What is a good way of testing the speed of a quad core MBP (with SSD) so that I can finally feel how powerful this machine is supposed to be? I didn't get too much time to play with it last night, but installing applications still took a long time and transferring large files from an external hard drive wasn't amazingly fast, so I'm starting to worry that I paid a premium just to have my apps open in 1 second rather than 3.
PLEASE tell me this thing is more than that. Should I do some photoshop work? Garageband? Let me know so I can test it out tonight when I get home. Hopefully I'll be singing it's praises by tomorrow.
Most people have no need or use for 4 cores (nor 8 virtual cores). Cores increase throughput, not necessarily speed. Speed only increases if the work being performed can:
1) Be broken into smaller chunks that can be performed in parallel and combined at the end
2) Programmed by the software you're using to take advantage of this characteristic.
3) Isn't bottle necked by some other system resource such as disk IO, network IO, or RAM.

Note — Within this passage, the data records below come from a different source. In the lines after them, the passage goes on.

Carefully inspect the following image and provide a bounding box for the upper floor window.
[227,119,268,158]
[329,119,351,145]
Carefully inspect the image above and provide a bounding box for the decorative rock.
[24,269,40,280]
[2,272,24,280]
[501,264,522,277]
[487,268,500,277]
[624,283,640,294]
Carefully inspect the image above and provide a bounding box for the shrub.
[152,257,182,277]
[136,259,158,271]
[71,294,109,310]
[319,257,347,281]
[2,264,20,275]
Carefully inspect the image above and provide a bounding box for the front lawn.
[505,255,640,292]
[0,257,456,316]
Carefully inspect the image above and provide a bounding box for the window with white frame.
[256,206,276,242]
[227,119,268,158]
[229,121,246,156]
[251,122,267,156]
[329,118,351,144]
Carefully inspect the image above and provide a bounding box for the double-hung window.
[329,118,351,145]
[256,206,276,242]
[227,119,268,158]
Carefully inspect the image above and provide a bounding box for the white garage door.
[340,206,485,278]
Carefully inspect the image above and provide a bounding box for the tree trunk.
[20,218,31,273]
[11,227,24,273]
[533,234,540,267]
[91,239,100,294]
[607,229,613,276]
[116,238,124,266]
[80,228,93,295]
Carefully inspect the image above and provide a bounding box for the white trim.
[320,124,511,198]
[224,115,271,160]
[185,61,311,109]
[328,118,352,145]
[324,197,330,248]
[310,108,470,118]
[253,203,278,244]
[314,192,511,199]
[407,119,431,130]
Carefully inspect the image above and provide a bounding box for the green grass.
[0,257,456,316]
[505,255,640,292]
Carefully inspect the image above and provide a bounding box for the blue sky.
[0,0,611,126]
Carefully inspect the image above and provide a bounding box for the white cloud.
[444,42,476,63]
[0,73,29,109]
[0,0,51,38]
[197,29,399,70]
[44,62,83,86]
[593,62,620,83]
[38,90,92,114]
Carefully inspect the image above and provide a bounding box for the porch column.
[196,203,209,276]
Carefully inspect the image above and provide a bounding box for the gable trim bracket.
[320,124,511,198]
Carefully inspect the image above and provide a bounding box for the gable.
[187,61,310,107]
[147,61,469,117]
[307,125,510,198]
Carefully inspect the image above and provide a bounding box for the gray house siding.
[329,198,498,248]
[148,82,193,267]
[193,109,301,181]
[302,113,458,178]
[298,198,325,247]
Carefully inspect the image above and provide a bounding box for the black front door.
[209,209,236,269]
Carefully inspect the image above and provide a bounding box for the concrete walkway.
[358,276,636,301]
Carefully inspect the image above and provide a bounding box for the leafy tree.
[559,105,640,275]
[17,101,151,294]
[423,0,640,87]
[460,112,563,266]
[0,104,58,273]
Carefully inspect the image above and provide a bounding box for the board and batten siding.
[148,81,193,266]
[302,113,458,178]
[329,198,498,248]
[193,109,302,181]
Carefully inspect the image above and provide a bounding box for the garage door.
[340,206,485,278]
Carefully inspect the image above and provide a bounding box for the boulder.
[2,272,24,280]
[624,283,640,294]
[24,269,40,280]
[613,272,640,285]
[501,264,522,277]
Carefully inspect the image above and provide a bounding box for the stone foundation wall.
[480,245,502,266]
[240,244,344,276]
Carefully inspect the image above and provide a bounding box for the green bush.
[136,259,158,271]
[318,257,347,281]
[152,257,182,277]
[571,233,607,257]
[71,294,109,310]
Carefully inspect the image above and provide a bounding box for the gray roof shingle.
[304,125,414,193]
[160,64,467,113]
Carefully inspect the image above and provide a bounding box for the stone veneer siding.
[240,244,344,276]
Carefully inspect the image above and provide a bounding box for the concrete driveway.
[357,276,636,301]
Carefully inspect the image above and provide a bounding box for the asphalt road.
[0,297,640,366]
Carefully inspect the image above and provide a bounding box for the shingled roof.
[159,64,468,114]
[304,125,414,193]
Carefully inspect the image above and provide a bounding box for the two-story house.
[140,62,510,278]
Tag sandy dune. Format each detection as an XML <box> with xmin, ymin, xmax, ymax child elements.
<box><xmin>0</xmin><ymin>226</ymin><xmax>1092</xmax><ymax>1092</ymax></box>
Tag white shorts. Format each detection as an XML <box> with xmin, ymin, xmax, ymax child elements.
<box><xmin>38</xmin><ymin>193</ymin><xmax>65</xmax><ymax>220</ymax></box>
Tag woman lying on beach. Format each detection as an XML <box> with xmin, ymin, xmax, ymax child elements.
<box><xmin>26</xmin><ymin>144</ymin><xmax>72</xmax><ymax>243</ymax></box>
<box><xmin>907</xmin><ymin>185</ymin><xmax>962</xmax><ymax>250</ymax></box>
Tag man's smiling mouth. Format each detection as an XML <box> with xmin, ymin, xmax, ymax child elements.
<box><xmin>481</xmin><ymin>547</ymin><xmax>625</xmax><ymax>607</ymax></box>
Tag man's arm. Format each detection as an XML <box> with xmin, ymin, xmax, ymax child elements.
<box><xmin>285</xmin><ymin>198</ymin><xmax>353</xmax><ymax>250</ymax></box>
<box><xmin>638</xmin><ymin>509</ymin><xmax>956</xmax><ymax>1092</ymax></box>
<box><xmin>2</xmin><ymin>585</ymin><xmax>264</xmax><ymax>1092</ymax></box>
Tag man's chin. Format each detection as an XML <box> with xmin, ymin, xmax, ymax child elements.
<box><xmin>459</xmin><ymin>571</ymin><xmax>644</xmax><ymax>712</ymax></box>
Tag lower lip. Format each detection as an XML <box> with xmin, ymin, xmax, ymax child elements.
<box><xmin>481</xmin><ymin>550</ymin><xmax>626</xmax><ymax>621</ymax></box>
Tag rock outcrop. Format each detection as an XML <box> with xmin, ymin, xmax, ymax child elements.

This is not true for the vast majority of office productivity tasks. Things like browsing websites, email. office documents, copying files, and even most games benefit very little from additional cores. (In some cases they will actually run ever so slightly slower do to the lower total thermal envelope available for turbo boost, but that's another story.)
Encoding video, running multiple virtual machines simultaneously, compiling code, certain scientific simulations and other more intensive tasks benefit immensely from the multiple cores. If you're not doing those sorts of things, then you likely have way more horsepower than you will ever be able to use in a practical way.
A rough way to think of this is as follows. If each core were a car that could go 100 MPH, having 4 of the same cars wouldn't make it any faster to deliver an item from point A to point B. However, if that item were so big that it couldn't fit in a single car, AND that item could be disassembled into 4 pieces with 1 piece in each car being simultaneously delivered and reassembled at point B, it would be 4 times faster than making 4 trips with a single car. (I'm ignoring the 3 return trips for the single car here - it's a rough analogy like I said.) So if you're particular workloads and applications don't break down like this, you'll only see marginal improvements over your prior machine. That's the case for most end users currently using dual core CPUs.
This is actually one of the biggest challenges in computing today. Current manufacturing processes are bumping up against the physical limits of making a single core in a chip go faster. Now most work is being put into adding cores to chips and figuring out ways to divide problems into parallelizable chunks, while performing various incremental optimizations of the single core case. 10 years ago if you wanted a chip to go faster you largely just increased it's clock speed. It's not realistic to do that today without some crazy cooling techniques that are neither affordable or pragmatic.